I was always a plump kid. I hid away in my green and navy tartan school kilt, swathing myself in black as a very unconvincing goth at weekends. Then I had a boyfriend. Then I went to college. Then I broke up with said boyfriend and dropped the weight almost as quickly as he found someone new to play with, thanks in no small part to the Arts Student Atkins diet of low fat Subway subs, Edam and kabanossi (with Tesco Value vodka to serve). That Jared guy had nothing on me.

As I got smaller, my clothes got smaller too. Pencil skirts morphed into tiny playsuits. The cleavage I revealed was now bountiful as opposed to cartoonish. I wore bodycon (!) and skinny jeans (!!) and may have managed to pull off the most hallowed of hallowed – the crop top (!!!).

Fast forward five years and I’m back to square one. I’m the same weight I was when I was sixteen and now half my wardrobe no longer fits me.
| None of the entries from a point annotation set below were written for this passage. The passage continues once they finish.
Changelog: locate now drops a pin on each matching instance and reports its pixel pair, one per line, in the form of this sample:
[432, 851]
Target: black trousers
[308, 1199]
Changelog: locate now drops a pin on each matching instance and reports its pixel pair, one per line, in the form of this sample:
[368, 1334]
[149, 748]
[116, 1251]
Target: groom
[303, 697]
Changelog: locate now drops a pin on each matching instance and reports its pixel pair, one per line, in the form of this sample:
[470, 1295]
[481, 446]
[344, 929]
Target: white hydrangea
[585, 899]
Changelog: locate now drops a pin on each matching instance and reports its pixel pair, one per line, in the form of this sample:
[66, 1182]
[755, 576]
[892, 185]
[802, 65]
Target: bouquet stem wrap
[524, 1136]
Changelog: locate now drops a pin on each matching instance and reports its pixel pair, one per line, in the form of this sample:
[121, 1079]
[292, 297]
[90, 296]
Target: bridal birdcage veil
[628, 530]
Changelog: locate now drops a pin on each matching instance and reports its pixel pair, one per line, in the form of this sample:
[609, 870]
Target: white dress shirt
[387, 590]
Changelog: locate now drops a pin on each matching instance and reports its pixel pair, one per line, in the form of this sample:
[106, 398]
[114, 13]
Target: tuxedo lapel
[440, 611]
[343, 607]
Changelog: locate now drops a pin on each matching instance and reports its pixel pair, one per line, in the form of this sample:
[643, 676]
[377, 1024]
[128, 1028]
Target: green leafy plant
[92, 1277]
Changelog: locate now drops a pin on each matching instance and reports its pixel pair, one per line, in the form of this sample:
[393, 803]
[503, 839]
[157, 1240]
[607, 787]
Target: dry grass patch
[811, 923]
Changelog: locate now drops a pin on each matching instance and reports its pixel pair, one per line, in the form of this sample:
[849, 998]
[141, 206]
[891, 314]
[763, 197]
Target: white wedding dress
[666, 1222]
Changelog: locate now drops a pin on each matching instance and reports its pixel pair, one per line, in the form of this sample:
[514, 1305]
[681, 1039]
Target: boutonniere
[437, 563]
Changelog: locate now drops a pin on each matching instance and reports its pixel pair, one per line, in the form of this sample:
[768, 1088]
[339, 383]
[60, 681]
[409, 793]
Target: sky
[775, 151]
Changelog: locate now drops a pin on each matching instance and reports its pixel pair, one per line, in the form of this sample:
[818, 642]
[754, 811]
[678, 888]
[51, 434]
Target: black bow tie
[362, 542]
I keep the clothes as symbols, as memory jogs, but mostly because I hope to lose the weight and be all, y’know, cute and small, because feeling like a heffalump has a majority share in my emotions bank at the moment (but maybe 51% – the rest of the time I’m good).

I would like to lose the weight and get back into that playsuit, not just because of the physical validation that women are indoctrinated to feel, but for a variety of reasons; to feel better about myself, to prove that I have self control and determination, to become fit and healthy. Also it’s a darn cute playsuit.

Being overweight is not fun. Here’s why. 1) The clothes you like may not look as flattering as you want them to and 2) it’s unhealthy. Really, really unhealthy.

No-one likes listening to other people harp on about weight loss, but we love reading about crash diets. It’s absurd. I told a friend once about models that ate cotton wool soaked in orange juice to keep their weight down – and she actually tried it. Surprise, surprise, it was unsustainable and she ended up fainting on a bus.

I have a pair of jeans from my slim phase that I will wear once I lose the weight. Almost every women has one secreted away. Since I don’t want to embark on the old regime of hard cheese and cured Polish meats, I’ve had to go for the healthier, slower, less vodka-soaked option.

Once I fit into those jeans again, I will let that be my marker. My mother, who has maintained an enviably slim figure despite three square meals and four children tells me that her jeans are her marker. If they’re getting tight, it’s time to eat right. Sound advice from Mama Waldron, as usual.